Massimo Mucchetti, Corriere della Sera 25/04/2010, 25 aprile 2010
GRANDI CRISI, GRANDE «BUCO»
Tutti presi dal racconto dalla Grande Crisi e delle sue cause, i giornalisti finanziari non hanno ancora spiegato perché i giornali non ne abbiano avvertito la pur lunga gestazione, specialmente negli Usa e nel Regno Unito dove erano seduti sull’orlo del vulcano. A ben vedere, si è trattato, come si dice in gergo, di un colossale «buco»: le informazioni di base erano sotto gli occhi di tutti, ma nessuno se ne è accorto. Possiamo pure scrivere solo adesso dello scandalo Goldman Sachs, perché è stato scoperto grazie alle investigazioni della Sec, ma le violazioni dell’etica degli affari erano l’escrescenza straordinaria dell’ordinaria banalità del male, rappresentato dall’economia del debito; l’indice dei prezzi immobiliari è da sempre notorio, esattamente come il debito pubblico e quello di imprese, famiglie e banche, entrambi rilevati ogni tre mesi dalla Federal Reserve.
Certo, Nouriel Roubini l’aveva detto che un debito tanto grande non era sostenibile. The Economist aveva scritto del rischio di una bolla immobiliare, ma Roubini, ai tempi, non faceva opinione e il settimanale inglese ha sparato un colpo solo. Ben diversa era stata l’insistenza dei media occidentali sulle armi di distruzione di massa di Saddam Hussein. Perché dunque i media – gli anglosassoni, ma non solo quelli – hanno dato per buona la notizia falsa che giustificava la guerra contro l’Iraq e non hanno indagato e valorizzato le notizie vere sull’economia, che pure venivano da fonti ufficiali? Giovedì ne abbiamo parlato al Festival internazionale del giornalismo a Perugia con Alessandra Galloni ( Wall Street Journal), Betty Wong ( Reuters), e Adrian Michaels ( Telegraph). La mia tesi è stata questa: il giornalismo finanziario non ha visto perché non voleva vedere; l’avesse fatto, avrebbe dovuto rompere con il capitalismo finanziario dominante del quale si sentiva parte condividendone, in scala ridotta, i vantaggi. Una tesi naturalmente contestabile.
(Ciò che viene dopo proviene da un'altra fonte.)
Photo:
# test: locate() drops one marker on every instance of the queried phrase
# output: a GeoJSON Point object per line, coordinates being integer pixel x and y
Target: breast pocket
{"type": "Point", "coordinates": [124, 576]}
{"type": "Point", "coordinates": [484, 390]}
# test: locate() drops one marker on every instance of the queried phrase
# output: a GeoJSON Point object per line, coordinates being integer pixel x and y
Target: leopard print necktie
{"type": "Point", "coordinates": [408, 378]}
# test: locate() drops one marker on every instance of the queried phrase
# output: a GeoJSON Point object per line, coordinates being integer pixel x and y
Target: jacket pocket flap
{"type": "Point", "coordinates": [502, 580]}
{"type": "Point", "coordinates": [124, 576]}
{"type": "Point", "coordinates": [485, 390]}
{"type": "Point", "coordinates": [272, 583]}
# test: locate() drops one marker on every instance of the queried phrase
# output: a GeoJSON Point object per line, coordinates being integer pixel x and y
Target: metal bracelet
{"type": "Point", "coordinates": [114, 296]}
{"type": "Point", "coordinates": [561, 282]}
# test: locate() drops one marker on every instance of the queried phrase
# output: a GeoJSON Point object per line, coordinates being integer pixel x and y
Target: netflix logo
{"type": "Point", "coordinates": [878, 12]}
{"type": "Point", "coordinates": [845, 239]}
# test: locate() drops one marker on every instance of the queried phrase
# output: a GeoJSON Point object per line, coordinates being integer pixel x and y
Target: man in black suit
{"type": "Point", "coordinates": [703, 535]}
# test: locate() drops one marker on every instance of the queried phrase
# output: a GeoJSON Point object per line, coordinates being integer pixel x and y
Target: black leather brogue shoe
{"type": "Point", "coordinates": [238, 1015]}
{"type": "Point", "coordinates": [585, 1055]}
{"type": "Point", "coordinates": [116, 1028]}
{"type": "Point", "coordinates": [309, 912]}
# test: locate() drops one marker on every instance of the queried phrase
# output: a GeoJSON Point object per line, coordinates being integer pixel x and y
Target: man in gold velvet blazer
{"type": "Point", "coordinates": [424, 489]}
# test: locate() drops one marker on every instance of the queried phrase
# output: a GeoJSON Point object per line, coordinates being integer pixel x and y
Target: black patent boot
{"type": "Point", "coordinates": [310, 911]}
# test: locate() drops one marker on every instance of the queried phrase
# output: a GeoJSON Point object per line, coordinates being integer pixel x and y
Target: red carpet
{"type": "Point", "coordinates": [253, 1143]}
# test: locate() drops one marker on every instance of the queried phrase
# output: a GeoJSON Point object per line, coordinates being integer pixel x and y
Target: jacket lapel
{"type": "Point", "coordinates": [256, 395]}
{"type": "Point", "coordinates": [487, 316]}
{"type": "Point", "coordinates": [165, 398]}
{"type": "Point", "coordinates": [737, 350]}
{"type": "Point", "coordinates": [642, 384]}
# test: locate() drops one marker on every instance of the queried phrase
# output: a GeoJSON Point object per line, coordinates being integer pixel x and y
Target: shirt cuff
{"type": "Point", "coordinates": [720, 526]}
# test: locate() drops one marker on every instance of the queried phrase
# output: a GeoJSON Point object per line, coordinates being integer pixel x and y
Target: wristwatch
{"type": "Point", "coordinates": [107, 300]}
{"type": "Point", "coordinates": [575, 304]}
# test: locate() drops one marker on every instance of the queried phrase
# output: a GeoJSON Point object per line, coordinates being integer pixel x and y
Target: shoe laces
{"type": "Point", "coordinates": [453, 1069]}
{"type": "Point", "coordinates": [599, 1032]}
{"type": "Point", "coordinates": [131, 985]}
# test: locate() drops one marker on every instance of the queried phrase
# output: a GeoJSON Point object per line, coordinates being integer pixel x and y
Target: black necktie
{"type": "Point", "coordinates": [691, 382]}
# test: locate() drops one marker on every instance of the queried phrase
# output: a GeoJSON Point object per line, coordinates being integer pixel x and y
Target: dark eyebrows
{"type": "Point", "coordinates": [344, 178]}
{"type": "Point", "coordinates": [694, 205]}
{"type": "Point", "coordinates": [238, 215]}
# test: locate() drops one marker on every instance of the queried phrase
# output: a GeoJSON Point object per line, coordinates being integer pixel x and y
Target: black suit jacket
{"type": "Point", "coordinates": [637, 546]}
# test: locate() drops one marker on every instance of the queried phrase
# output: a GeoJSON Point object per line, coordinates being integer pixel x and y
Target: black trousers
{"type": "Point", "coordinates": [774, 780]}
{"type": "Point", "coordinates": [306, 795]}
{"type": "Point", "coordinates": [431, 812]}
Michaels, per esempio, mi ha elegantemente ricordato che non si scrive per il proprio piacere o per educare il lettore, ma per dare le informazioni richieste dal pubblico, in questo caso dagli investitori internazionali, che non volevano prediche ma bilanci trimestrali. Adrian è stato onesto nel rappresentare il giornalismo che vive in un solo tempo, il presente, e in un solo luogo, la City o Wall Street; e che ora contribuisce alla riforma perché ora il bubbone è scoppiato. Ma basta?
A Perugia si può visitare il Nobile Collegio del Cambio, una sala del XV secolo dove si incontravano i cambiavalute. Il Perugino vi ha affrescate le figure di duemila anni di storia, arte religione, filosofia. Affari e radici, denaro e sapere. Ripensandoci, mi correggo: non abbiamo visto perché non volevamo vedere, non tutti almeno, ma perché avevamo dimenticato la cultura e la storia che ci avrebbero suggerito le domande fuori dal coro: quando e chi avrebbe ripagato il debito; se il capitalismo finanziario sia utile o dannoso, e per chi; se sia giusto o ingiusto in generale.